Kling V3.0 4K image-to-video (4K animation of a reference image):

runcomfy run kling/kling-3.0/4k/image-to-video \
  --input '{
    "prompt": "<motion description for Kling V3.0 4K i2v>",
    "image_url": "https://.../source-4k.jpg",
    "duration": 10,
    "generate_audio": true
  }' \
  --output-dir <absolute/path>

The CLI submits the Kling 3.0 request, polls every 2s, fetches the result, and downloads any *.runcomfy.net / *.runcomfy.com URL into --output-dir.

Prompting Kling 3.0 - what works

Kling 3.0 responds to specific prompting patterns better than naive prose.

Lead with motion and camera language. Kling 3.0 reads "wide shot, slow push-in", "tracking shot, low angle", "handheld follow" as real directives. Front-load these.

Multi-shot in one Kling 3.0 generation. A single Kling 3.0 prompt can describe a sequence of shots. Number them: "Shot 1: wide of the cafe at dusk. Shot 2: medium close-up of the barista. Shot 3: tight on the espresso pour." Kling 3.0 will preserve identity (face, wardrobe, props) across the shots.

Identity anchors for i2v. When using Kling 3.0 i2v, restate what should remain stable: "preserve the subject's face, pose, and clothing; only the camera moves and the background changes."

tail_image_url for controlled endings. On Kling 3.0 i2v, supply a tail image to lock the final frame. Kling 3.0 will interpolate motion from source to tail.

generate_audio: true for one-pass dialogue. Describe what Kling 3.0 should produce in audio: "warm friendly tone, English voiceover" or "city ambience, distant traffic, no dialogue." Audio adds cost on Standard / Pro; flat on 4K.

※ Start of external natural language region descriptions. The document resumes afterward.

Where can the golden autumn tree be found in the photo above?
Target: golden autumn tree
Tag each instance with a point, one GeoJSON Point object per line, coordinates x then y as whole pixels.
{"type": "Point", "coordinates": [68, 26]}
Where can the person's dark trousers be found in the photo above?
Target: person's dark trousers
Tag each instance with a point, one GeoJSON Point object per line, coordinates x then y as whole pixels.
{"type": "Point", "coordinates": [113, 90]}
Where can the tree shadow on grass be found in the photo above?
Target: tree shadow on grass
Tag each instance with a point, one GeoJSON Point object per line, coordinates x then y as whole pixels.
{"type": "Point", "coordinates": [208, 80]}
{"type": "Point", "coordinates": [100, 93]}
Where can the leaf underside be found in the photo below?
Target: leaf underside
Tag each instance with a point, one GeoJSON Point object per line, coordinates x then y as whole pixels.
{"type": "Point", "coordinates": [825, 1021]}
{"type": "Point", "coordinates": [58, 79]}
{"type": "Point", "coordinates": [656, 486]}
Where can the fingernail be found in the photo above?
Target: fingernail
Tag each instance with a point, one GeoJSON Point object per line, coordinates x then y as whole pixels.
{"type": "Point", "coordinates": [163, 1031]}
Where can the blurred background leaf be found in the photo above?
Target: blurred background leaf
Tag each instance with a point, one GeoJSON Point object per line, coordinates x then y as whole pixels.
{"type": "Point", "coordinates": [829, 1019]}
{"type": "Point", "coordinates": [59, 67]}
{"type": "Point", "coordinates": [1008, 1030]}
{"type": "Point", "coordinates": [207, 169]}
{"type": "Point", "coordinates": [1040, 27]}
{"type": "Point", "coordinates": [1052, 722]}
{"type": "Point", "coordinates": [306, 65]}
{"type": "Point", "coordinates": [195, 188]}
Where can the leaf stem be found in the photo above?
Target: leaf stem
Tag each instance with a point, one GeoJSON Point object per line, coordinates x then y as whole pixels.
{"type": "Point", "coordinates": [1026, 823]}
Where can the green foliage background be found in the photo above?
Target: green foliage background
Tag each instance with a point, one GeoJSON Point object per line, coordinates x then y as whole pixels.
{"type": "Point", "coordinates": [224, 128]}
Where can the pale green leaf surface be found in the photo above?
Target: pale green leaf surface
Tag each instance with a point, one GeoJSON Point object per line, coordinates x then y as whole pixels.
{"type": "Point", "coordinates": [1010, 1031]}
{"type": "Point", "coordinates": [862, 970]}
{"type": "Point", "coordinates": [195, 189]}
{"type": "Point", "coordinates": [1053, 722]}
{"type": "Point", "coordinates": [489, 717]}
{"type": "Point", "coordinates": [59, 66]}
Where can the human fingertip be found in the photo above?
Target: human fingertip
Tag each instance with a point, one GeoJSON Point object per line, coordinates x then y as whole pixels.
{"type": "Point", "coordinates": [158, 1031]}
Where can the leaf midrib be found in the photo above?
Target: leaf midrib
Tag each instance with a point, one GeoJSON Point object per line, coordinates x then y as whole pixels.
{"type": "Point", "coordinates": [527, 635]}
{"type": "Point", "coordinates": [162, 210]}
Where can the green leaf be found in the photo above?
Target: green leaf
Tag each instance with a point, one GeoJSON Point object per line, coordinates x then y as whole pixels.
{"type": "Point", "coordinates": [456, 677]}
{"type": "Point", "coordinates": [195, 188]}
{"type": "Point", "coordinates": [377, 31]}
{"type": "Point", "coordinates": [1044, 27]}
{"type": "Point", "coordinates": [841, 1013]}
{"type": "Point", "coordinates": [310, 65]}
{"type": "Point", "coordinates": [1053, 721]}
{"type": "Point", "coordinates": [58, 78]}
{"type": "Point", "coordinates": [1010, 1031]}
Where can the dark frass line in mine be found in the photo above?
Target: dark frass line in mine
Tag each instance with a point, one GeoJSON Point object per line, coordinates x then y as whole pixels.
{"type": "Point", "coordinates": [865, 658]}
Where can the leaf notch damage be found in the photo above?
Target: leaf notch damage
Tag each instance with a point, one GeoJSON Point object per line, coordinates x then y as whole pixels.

cfg_scale tuning. Default 0.5 works for most Kling 3.0 prompts. Raise to 0.7-0.9 for strict prompt adherence on stylized output. Lower to 0.3-0.4 for natural motion when the prompt is loose.

Anti-patterns:

Conflicting style cues in one Kling 3.0 prompt -> simplify, pick one or two style anchors.
Asking for greater than 15 seconds in one Kling 3.0 call -> 422 error; segment the script and stitch.
Aspect ratios outside the supported set -> rejected.
For Kling V3.0 4K, demanding aggressive multi-shot story plus 15s plus dialogue plus 6 cuts -> Kling 3.0 will deliver, but cost climbs to about $6.30 per generation. Validate with Standard first.

Where Kling 3.0 shines

Use case	Best Kling 3.0 endpoint
Cinematic 1080p brand stories with consistent characters	Kling V3.0 Pro (t2v or i2v)
Native 4K hero films and big-screen cinematic	Kling V3.0 4K (t2v or i2v)
Cheap iteration, social-first shorts, A/B variants	Kling 3.0 Standard t2v
Animating brand assets, product photos, character art	Kling 3.0 Standard i2v or Kling V3.0 Pro i2v
Multi-shot ads with synchronized dialogue in one pass	Kling V3.0 Pro with `generate_audio: true`
Premium 4K finished masters with native audio	Kling V3.0 4K with `generate_audio: true` (flat rate)

Sample Kling 3.0 prompts

Kling 3.0 cinematic multi-shot (Pro tier recommended):

Cinematic multi-shot of a young American couple celebrating their
anniversary at a candlelit rooftop restaurant. Shot 1: wide of the
city skyline at golden hour. Shot 2: medium two-shot, the couple
toasting. Shot 3: tight on the woman's smile, soft bokeh, warm fill
light. Subtle ambient string music, gentle wind, distant traffic.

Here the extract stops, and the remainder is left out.